Seven TCU students have received university funding to travel to Fort Benning, Ga. on Friday to protest a military training school that has been accused by its critics of providing unethical military training to Latin American military officers.Since 2001, different groups of TCU students have been going to Georgia every November to participate in the national protest of the Western Hemisphere Institute for Security Cooperation, more commonly referred to by its former name, the School of the Americas.
Last year, more than 16,000 people attended the protest, 17 of who were arrested and charged with federal trespassing for climbing the 10-foot, barbed wire, chain-link fence surrounding the school’s perimeter, according to a January Associated Press article.
The TCU activist group Peace Action has organized the past three trips, and this year applied for funding and received $500 from the Student Government Association, which will pay for gas, a rental car and motel rooms for the seven students.
SGA Treasurer and Activities Funding Board Chairman Brian Andrew said this semester SGA was able to distribute about $30,000 to student groups around campus. The only requirement for a student group to receive this university money is that it be officially recognized by Campus Life. The amount of money given is up to the SGA, he said.
“The main purpose of going to this protest is to educate ourselves on issues surrounding injustice in Latin America so that we can bring our knowledge back to campus and educate others,” said Courtney Goode, vice president of Peace Action.
Rob Grebel, president of Peace Action, said the trip is not just for educational purposes, but is also an opportunity for students to take a stand against what he said is a symbol of irresponsible U.S. foreign policy.
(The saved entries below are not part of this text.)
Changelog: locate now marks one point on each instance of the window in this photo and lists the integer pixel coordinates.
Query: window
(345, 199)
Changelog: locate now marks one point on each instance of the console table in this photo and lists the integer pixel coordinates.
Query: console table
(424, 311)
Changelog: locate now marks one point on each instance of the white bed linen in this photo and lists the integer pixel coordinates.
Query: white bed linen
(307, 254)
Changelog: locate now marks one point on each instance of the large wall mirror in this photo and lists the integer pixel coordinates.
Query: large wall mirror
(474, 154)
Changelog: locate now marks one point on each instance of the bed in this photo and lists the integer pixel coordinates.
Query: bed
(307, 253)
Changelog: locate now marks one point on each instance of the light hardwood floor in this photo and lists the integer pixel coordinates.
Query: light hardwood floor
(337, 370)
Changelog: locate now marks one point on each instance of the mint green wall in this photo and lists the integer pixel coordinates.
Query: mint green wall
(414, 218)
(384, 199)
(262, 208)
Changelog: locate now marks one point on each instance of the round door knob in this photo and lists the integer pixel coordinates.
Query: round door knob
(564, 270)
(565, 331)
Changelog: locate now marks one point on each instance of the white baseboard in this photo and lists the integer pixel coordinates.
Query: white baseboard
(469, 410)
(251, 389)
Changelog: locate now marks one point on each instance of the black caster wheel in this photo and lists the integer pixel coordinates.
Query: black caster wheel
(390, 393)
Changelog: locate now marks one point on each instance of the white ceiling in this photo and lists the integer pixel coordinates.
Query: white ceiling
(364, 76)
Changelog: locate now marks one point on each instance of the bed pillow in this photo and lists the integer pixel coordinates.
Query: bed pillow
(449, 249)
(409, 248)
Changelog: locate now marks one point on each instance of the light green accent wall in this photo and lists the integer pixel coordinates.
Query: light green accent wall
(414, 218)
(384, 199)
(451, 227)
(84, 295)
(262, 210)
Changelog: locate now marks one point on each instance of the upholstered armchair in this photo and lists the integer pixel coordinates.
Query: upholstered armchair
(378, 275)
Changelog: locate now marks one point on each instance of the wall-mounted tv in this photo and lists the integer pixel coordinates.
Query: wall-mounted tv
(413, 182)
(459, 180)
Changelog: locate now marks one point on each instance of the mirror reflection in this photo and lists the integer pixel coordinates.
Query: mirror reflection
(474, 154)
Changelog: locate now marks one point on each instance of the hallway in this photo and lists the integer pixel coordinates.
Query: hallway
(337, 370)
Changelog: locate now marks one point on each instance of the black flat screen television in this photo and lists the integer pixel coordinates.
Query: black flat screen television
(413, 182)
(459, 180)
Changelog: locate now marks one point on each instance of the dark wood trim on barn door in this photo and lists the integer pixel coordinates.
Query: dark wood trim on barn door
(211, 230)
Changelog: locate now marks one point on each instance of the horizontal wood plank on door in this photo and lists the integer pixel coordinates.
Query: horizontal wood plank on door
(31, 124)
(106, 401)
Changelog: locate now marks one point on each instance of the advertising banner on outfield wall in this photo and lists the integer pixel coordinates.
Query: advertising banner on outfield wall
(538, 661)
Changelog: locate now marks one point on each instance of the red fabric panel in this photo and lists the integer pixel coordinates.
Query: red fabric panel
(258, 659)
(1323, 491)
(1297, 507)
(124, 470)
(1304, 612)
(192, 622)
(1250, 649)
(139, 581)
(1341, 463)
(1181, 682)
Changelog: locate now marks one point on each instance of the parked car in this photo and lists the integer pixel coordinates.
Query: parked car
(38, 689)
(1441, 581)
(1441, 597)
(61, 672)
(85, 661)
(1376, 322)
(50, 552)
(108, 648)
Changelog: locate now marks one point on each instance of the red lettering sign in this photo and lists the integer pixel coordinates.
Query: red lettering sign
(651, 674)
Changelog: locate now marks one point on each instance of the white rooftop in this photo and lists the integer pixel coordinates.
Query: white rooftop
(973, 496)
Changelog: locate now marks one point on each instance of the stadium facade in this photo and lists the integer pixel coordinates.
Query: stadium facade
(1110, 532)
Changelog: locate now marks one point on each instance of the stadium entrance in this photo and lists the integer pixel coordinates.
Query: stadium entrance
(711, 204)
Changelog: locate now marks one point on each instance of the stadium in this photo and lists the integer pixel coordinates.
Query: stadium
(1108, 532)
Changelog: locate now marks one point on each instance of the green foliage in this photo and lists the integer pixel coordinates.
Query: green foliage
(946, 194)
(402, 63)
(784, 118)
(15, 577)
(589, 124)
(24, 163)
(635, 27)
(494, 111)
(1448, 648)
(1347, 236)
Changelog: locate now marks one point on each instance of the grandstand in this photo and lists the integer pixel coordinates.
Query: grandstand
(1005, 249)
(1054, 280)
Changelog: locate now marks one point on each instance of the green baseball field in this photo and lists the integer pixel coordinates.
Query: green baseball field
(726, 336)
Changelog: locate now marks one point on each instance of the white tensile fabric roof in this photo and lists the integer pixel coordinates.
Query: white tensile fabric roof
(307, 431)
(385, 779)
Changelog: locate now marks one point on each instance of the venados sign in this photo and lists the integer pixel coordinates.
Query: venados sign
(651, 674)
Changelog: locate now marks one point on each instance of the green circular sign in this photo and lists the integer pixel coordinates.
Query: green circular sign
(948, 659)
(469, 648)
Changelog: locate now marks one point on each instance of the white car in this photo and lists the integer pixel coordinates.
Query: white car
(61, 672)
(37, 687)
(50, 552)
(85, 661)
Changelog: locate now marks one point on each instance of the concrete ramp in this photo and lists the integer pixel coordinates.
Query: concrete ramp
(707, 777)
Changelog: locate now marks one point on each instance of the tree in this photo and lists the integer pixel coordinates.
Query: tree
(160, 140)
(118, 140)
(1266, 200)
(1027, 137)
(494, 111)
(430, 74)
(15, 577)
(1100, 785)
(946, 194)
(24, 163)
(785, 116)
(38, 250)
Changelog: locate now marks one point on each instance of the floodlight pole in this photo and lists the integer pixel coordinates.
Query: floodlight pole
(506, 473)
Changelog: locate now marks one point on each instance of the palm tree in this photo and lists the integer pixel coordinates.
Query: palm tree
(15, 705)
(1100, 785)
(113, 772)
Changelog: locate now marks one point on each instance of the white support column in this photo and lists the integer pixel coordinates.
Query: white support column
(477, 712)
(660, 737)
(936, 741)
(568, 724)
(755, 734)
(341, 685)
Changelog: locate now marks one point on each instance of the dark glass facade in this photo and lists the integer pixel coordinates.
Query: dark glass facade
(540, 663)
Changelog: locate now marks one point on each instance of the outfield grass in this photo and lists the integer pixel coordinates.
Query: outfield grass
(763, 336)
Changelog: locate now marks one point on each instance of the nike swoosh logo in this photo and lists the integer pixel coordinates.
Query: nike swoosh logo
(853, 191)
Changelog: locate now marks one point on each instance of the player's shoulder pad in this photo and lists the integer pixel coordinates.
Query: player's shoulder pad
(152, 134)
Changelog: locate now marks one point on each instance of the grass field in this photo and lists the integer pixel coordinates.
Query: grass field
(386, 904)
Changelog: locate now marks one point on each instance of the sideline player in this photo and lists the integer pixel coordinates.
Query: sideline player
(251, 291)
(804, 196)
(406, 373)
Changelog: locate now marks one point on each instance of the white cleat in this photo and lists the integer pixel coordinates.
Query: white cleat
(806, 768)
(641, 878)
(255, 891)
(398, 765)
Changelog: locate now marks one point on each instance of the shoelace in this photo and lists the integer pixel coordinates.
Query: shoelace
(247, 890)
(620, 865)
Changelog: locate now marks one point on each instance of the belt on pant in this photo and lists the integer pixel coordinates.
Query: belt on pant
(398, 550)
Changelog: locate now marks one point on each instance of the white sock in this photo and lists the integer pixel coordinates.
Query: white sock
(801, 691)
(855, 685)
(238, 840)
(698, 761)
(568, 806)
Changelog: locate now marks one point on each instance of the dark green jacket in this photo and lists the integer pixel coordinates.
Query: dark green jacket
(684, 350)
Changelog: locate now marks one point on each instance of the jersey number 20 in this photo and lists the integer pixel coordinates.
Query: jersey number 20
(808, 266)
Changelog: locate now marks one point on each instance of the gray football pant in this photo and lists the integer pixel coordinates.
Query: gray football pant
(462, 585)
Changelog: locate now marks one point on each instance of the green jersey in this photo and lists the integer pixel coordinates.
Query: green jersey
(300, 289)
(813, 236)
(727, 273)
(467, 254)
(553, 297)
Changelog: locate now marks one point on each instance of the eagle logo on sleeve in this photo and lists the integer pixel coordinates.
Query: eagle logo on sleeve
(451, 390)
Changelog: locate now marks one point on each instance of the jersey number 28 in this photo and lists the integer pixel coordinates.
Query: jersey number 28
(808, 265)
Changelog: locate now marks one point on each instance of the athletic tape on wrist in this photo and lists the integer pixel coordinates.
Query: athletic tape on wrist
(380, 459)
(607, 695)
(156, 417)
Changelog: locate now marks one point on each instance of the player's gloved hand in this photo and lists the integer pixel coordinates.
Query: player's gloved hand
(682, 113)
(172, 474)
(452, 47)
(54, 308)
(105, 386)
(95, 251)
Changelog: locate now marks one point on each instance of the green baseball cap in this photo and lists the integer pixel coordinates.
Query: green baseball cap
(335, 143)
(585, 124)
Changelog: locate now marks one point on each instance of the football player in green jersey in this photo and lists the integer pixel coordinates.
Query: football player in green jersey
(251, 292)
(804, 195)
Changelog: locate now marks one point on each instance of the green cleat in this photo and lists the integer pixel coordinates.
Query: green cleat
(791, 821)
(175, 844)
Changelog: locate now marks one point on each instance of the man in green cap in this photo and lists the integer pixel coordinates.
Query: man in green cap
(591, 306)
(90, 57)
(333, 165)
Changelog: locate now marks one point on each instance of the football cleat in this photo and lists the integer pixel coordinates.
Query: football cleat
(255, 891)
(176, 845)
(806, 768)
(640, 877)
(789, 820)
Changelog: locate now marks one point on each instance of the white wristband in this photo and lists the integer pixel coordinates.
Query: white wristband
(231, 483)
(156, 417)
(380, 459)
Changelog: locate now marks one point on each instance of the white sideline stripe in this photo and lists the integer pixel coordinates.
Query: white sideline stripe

“There has been a history of excessive U.S. involvement in the domestic politics of Latin America,” Grebel said. “The SOA trip is a chance for TCU students to take a stand against government policy that they have a problem with.”
The United States originally established the school in Panama in 1946 as the Latin American Ground School with the purpose of providing counter-insurgency training to military officers of governments that the U.S. supported, according to a Washington Post article.
Because of stipulations in the Panama Canal treaty, the school was relocated to the United States 22 years ago under its more commonly known name, the School of the Americas, according to the article.
In 2000, the school was forced to close its doors because of what its Web site refers to as concerned citizens wanting change. It reopened a year later changing its name from SOA to WHINSEC and offers new courses emphasizing human rights, according to the Washington Post.
Along with the name change from SOA to WHINSEC came a drastic change in curriculum and a strong emphasis on ethical conduct, according the school’s Web site.
In 2000, congress mandated that a “Board of Visitors,” comprising members of the U.S. Congress, representatives from the Department of Defense and members of religious and human rights groups, oversee the institute’s operations.
The school’s mission statement was also changed to include “promoting democratic values, respect for human rights and knowledge and understanding of United States’ customs and traditions,” according to its Web site. However, these changes, made in 2000, haven’t deterred the thousands of protestors from showing up at the school’s gates every November.
Though WHINSEC has changed its name and image and has made attempts to be a more responsible institute, it has still remained a place for protesting U.S. foreign policy, said Joao Da Silva, the communications coordinator for SOA Watch, which is an independent organization seeking to close WHINSEC, according to its Web site.
“Our main goal is for this school to be held accountable for all the things they’ve taught and for these people they’ve set loose upon Latin America,” Da Silva said. “They have been unwilling to admit that what they’ve done doesn’t represent the democratic values of the United States or the respect for universal human rights that the U.S. government should be advocating.”
SOA Watch, as well many other organizations and individuals, has accused SOA/WHINSEC of providing Latin American military personnel with training that has enabled them to commit human rights violations such as the torture and murder of their own people, according to soaw.org.
Through the Freedom of Information Act, SOA Watch obtained a list of the school’s 60,000 graduates that includes former Panama Gen. Manuel Noriega, who now resides in a Florida prison for international narcotics trafficking; former El Salvador military captain Roberto D’Aubuisson, who federal courts held liable for $10 million in damages for his role in the 1980 assassination of Archbishop Oscar Arnulfo Romero; and former Bolivia Gen. Hugo Banzer, who is reputed for being a violent dictator, according to a Washington Post article.
The most recent accusation of an SOA officer was in August when Uruguay’s Justice Department instructed INTERPOL, an international police organization, to arrest three former Uruguayan military officers, one of whom was an SOA graduate, for suspected involvement in a clandestine detention center, which operated in Buenos Aires during the 1970s, Da Silva said.
Representatives from WHINSEC were unable to be reached for comment.
Officials from the institute deny any wrongdoing and said respect of human rights is emphasized in the school’s curriculum, according to an article in the McClatchy-Tribune on Tuesday.